The sergeants with their maces, the heralds in gold and scarlet, proclaimed, at Old Exchange, at Palace Yard, and in other places, Oliver Cromwell Lord-Protector, with the same dignity, and ceremony, and shouting as Charles Stewart had been proclaimed King. So a change so tremendous was accomplished with such little outward difference.
The new ruler had given his oath of fidelity to the new Constitution (an instrument drawn up in four days by the officers, with Lambert at their head) and had received the great seal and sword of State. By the afternoon all was over, and the man who little more than ten years ago had been a gentleman farmer, with no experience save that of the routine of a country estate, with no more knowledge of God and man than he could learn from his one Book, with no power, influence, or wealth at all, was now sole ruler, dictator, and symbol of one of the greatest nations in Europe and foremost champion of the Reformed Religion....
Elisabeth Claypole (Lady Elisabeth now) slept that next spring in Whitehall; the first night she lay on a bed with blue satin curtains brought by Henriette Marie from France, and not sold with the King's other effects by reason of the fine workmanship of the needlework on them.
A mirror once used by the Queen was in the room too, her fleurs-de-lis were embroidered in the hangings, and the whole chamber was still redolent of the perfumes she had kept in the caskets and cupboards. Elisabeth, who had less than any of her family the stern belief in fatalism, which was the central doctrine of their austere and heroic creed, and less blind reliance on the justice of the Puritan cause, felt a faint horror and a regretful remorse at lying among these splendours when the woman to whom they had belonged (to whom they still belonged, Elisabeth thought) dwelt in poverty and loneliness, unfortunate as Queen and wife.
That first night she dreamt dismal things, and woke up in the dark, oppressed with confused remembrances of the excitement of the day.

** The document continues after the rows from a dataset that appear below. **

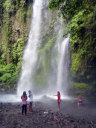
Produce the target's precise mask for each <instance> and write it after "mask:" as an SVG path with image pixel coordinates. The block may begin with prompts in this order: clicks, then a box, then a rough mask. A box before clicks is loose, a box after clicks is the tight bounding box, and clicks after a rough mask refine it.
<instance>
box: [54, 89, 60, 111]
mask: <svg viewBox="0 0 96 128" xmlns="http://www.w3.org/2000/svg"><path fill="white" fill-rule="evenodd" d="M55 96H57V103H58V112H60V103H61V95H60V92H59V91H58V92H57V95H55Z"/></svg>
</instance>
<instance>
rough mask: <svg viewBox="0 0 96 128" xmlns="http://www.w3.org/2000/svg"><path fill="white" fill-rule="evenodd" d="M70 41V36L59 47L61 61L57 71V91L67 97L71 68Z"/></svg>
mask: <svg viewBox="0 0 96 128" xmlns="http://www.w3.org/2000/svg"><path fill="white" fill-rule="evenodd" d="M69 39H70V37H69V36H68V37H67V38H65V39H64V40H63V41H62V42H61V43H59V44H58V45H59V46H58V52H59V58H58V59H59V61H58V70H57V90H59V91H60V92H61V93H63V94H64V95H67V91H68V90H67V89H68V67H69V56H68V52H69Z"/></svg>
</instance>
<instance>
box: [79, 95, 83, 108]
mask: <svg viewBox="0 0 96 128" xmlns="http://www.w3.org/2000/svg"><path fill="white" fill-rule="evenodd" d="M82 102H83V99H82V98H81V97H79V98H78V107H79V106H80V104H82Z"/></svg>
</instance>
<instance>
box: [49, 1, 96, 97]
mask: <svg viewBox="0 0 96 128" xmlns="http://www.w3.org/2000/svg"><path fill="white" fill-rule="evenodd" d="M49 8H51V9H57V10H59V13H61V14H62V15H63V17H64V19H65V21H66V22H67V23H68V24H69V33H70V34H71V37H70V47H71V58H72V60H71V67H70V74H71V78H72V84H73V85H74V88H75V93H76V95H83V96H84V95H86V96H89V97H90V98H91V99H92V98H93V99H94V97H96V38H95V36H96V1H95V0H91V1H90V0H83V1H82V0H66V1H63V0H57V1H55V0H51V2H50V3H49Z"/></svg>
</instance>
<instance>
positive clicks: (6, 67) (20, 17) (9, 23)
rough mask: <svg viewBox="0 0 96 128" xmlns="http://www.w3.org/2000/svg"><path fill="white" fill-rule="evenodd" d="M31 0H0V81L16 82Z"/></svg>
mask: <svg viewBox="0 0 96 128" xmlns="http://www.w3.org/2000/svg"><path fill="white" fill-rule="evenodd" d="M32 2H33V0H5V1H4V0H0V82H1V83H2V86H3V85H4V86H5V85H6V86H7V84H10V83H15V82H17V79H18V75H19V72H20V69H21V65H22V55H23V50H24V45H25V43H26V42H27V39H28V33H29V25H30V18H31V6H32Z"/></svg>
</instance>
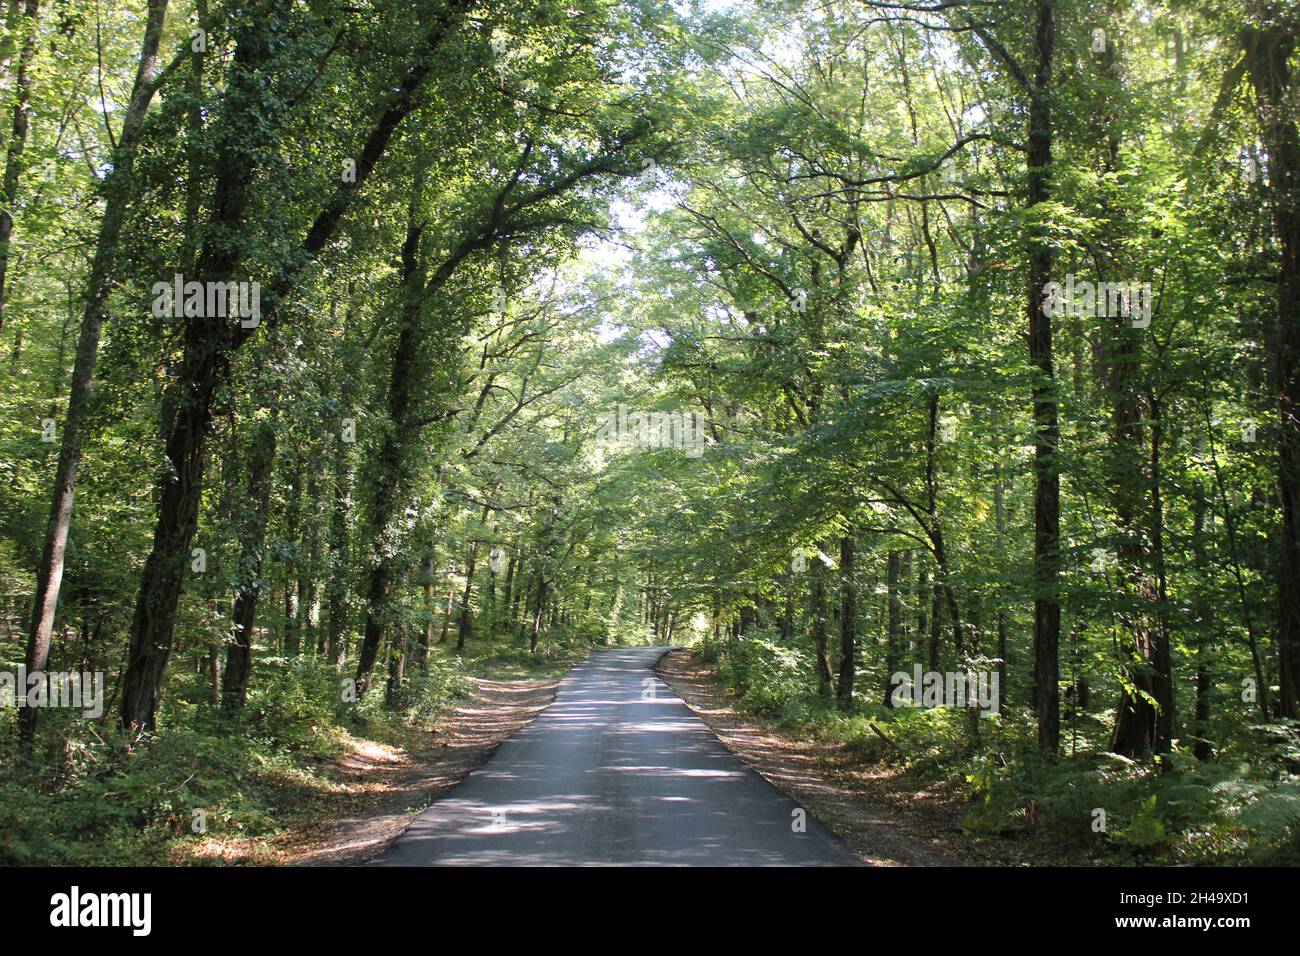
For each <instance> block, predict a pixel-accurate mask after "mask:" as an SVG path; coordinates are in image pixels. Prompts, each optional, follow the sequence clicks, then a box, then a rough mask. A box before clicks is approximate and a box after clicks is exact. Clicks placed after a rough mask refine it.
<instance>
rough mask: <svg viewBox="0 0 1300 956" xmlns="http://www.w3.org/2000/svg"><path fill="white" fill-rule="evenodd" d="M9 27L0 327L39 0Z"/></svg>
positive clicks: (16, 203)
mask: <svg viewBox="0 0 1300 956" xmlns="http://www.w3.org/2000/svg"><path fill="white" fill-rule="evenodd" d="M160 22H161V21H160ZM12 27H13V29H16V30H19V31H21V33H22V51H21V52H19V53H18V77H17V83H16V87H17V88H16V91H14V98H13V127H12V130H10V134H9V151H8V153H6V156H5V164H4V178H3V179H0V329H3V328H4V320H5V307H6V306H8V300H9V297H8V280H9V256H10V245H9V243H10V241H12V239H13V213H14V209H16V208H17V206H18V179H19V178H21V176H22V153H23V151H25V150H26V147H27V125H29V121H27V108H29V104H30V100H31V65H32V61H34V60H35V57H36V44H38V43H39V40H40V36H39V34H40V0H26V3H25V4H23V8H22V21H21V22H19V23H13V25H12ZM155 49H156V47H155Z"/></svg>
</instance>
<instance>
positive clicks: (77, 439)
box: [19, 0, 168, 740]
mask: <svg viewBox="0 0 1300 956" xmlns="http://www.w3.org/2000/svg"><path fill="white" fill-rule="evenodd" d="M166 5H168V4H166V0H151V3H149V5H148V12H147V14H146V21H144V39H143V42H142V43H140V60H139V65H138V66H136V70H135V82H134V86H133V87H131V98H130V101H129V104H127V108H126V117H125V118H123V121H122V130H121V134H120V135H118V140H117V151H116V152H114V157H113V169H112V170H110V172H109V174H108V176H107V177H105V179H104V185H103V193H104V198H105V203H104V217H103V219H101V220H100V225H99V235H98V237H96V242H95V256H94V259H92V260H91V267H90V277H88V278H87V284H86V306H85V308H83V311H82V326H81V338H79V339H78V343H77V359H75V362H74V364H73V380H72V390H70V393H69V395H68V418H66V420H65V423H64V434H62V440H61V444H60V447H59V466H57V470H56V472H55V489H53V494H52V498H51V503H49V518H48V520H47V523H45V540H44V548H43V549H42V554H40V564H39V566H38V568H36V592H35V598H34V601H32V611H31V627H30V628H29V631H27V656H26V663H27V670H29V671H32V670H43V669H44V666H45V659H47V658H48V656H49V637H51V633H52V632H53V627H55V611H56V609H57V607H59V591H60V587H61V585H62V579H64V559H65V555H66V553H68V533H69V529H70V528H72V518H73V499H74V498H75V493H77V468H78V466H79V464H81V458H82V451H83V449H85V442H86V425H87V416H88V414H90V397H91V385H92V382H94V378H95V362H96V358H98V355H99V336H100V328H101V326H103V323H104V315H105V304H107V302H108V293H109V290H110V287H112V272H113V263H114V260H116V258H117V245H118V238H120V237H121V234H122V224H123V222H125V220H126V208H127V204H129V203H130V198H131V194H133V189H131V177H133V170H134V164H135V147H136V143H138V142H139V137H140V129H142V126H143V124H144V113H146V111H147V109H148V105H149V101H151V100H152V99H153V83H155V78H156V75H157V52H159V43H160V42H161V38H162V21H164V20H165V16H166ZM36 717H38V710H36V708H23V709H22V714H21V718H19V732H21V734H22V736H23V739H25V740H30V739H31V735H32V734H34V732H35V728H36Z"/></svg>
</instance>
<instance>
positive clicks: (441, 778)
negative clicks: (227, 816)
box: [221, 676, 560, 866]
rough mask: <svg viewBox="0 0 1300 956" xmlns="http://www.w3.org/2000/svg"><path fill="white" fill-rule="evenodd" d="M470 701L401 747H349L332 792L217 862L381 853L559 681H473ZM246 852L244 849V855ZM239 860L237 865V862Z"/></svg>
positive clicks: (554, 689)
mask: <svg viewBox="0 0 1300 956" xmlns="http://www.w3.org/2000/svg"><path fill="white" fill-rule="evenodd" d="M473 680H474V692H473V697H472V698H471V700H469V701H467V702H464V704H461V705H460V706H458V708H456V709H455V710H451V711H448V713H447V714H445V715H443V717H442V718H439V719H438V723H437V724H435V726H434V727H432V728H426V730H419V731H411V734H409V736H408V737H407V741H406V744H404V745H399V747H389V745H383V744H378V743H376V741H372V740H354V741H352V743H351V745H350V747H348V748H347V749H346V750H344V752H343V753H342V754H341V756H339V757H338V758H337V760H335V761H334V765H333V766H331V767H330V769H329V774H328V775H329V777H330V778H331V782H333V793H331V796H330V799H329V803H328V804H326V805H324V806H321V805H315V806H312V808H309V809H304V812H303V813H302V814H299V816H298V818H295V819H291V821H289V822H287V823H286V826H285V830H283V831H282V832H281V834H278V835H277V836H274V838H273V839H270V840H269V842H268V843H266V844H265V845H261V847H257V848H252V849H251V852H240V851H239V848H234V847H230V848H227V849H230V851H234V852H231V853H224V855H222V856H225V857H226V858H222V860H221V862H226V864H230V862H251V864H260V865H278V866H341V865H342V866H346V865H357V864H363V862H365V861H367V860H369V858H372V857H374V856H378V855H380V853H382V852H383V851H385V849H386V848H387V847H389V844H390V843H393V842H394V840H395V839H396V838H398V836H400V835H402V834H403V832H404V831H406V829H407V827H408V826H411V823H412V822H413V821H415V818H416V817H419V816H420V814H421V813H424V810H426V809H428V808H429V805H430V804H433V801H434V800H437V799H438V797H439V796H442V795H443V793H445V792H447V791H448V790H451V787H454V786H456V784H458V783H459V782H460V780H461V779H464V778H465V775H468V774H469V771H472V770H474V769H476V767H478V766H481V765H482V763H484V762H485V761H486V760H487V758H489V757H490V756H491V754H493V752H494V750H495V749H497V748H498V747H499V745H500V743H502V741H503V740H506V737H508V736H511V735H512V734H515V732H516V731H519V730H520V728H523V727H524V726H525V724H528V723H529V722H532V721H533V718H536V717H537V715H538V714H539V713H542V710H545V709H546V708H547V706H549V705H550V702H551V701H552V700H555V691H556V688H558V685H559V683H560V678H558V676H555V678H547V679H537V680H489V679H485V678H474V679H473ZM246 849H247V848H246ZM240 857H242V858H240Z"/></svg>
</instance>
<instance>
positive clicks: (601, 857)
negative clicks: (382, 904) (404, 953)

And with other remembrances, more awful; often had she heard an account of the execution of the King and listened with horrified and reluctant ears.
Now, as she sat up in the great bed, shivering in the winter night, she pictured, all too clearly, the late King as he had been described to her—the slender figure in the pale blue silk vest, with the George on the breast, and the hair gathered up under a white satin cap.
She thought that she saw him glimmer across the dark, looking down at his feet—he wore the wide shoes with silk roses, which had gone out of fashion since his death—and then at her, smiling bitterly.
He came, without moving his limbs, gliding to the bed, passed it, rose up a man's height from the floor, and disappeared in a shaft of shaking light.